High-level description

This directory contains a comprehensive suite of unit tests for the Cassiopeia project, which is a framework for phylogenetic analysis and lineage tracing. The tests cover various modules and functionalities of the project, including data handling, preprocessing, simulation, solving algorithms, plotting, and utility functions.

What does it do?

The test suite verifies the correctness and reliability of Cassiopeia’s core functionalities:

  1. Data handling: Tests for character matrices, tree topologies, and data structures used in phylogenetic analysis.
  2. Preprocessing: Validates sequence alignment, allele calling, lineage group assignment, and UMI collapsing.
  3. Simulation: Ensures correct functionality of various simulators for tree generation and spatial data.
  4. Solving algorithms: Tests different phylogenetic tree reconstruction methods, including Neighbor Joining, ILP, Greedy, and Spectral solvers.
  5. Plotting: Verifies 2D and 3D plotting capabilities, including integration with iTOL for online visualization.
  6. Utility functions: Tests helper functions for tasks like dissimilarity calculations and parameter estimation.

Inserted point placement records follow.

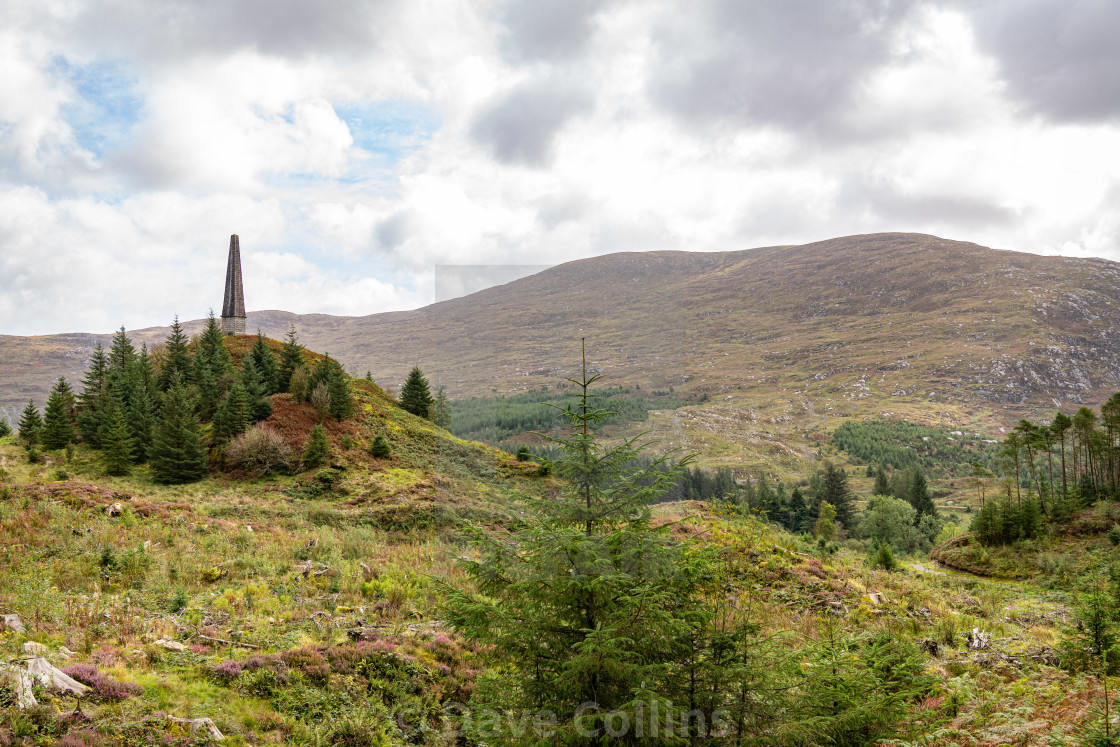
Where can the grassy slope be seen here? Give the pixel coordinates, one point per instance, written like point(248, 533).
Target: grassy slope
point(230, 552)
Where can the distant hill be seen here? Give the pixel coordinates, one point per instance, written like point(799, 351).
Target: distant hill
point(781, 338)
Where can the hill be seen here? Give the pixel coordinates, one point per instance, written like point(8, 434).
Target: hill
point(784, 341)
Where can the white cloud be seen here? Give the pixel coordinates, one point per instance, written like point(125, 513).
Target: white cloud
point(355, 146)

These tests help maintain the integrity of the Cassiopeia framework, ensuring that researchers can rely on its results for lineage tracing and phylogenetic analyses.

Entry points

The main entry points for developers are the individual test directories and files:

  1. critique_tests: Tests for tree comparison functions.
  2. data_tests: Tests for data handling and manipulation.
  3. mixin_tests: Tests for utility functions in mixins.
  4. plotting_tests: Tests for various plotting functionalities.
  5. preprocess_tests: Tests for the preprocessing pipeline.
  6. simulator_tests: Tests for tree and data simulation.
  7. solver_tests: Tests for phylogenetic tree reconstruction algorithms.
  8. tools_tests: Tests for various analytical tools and algorithms.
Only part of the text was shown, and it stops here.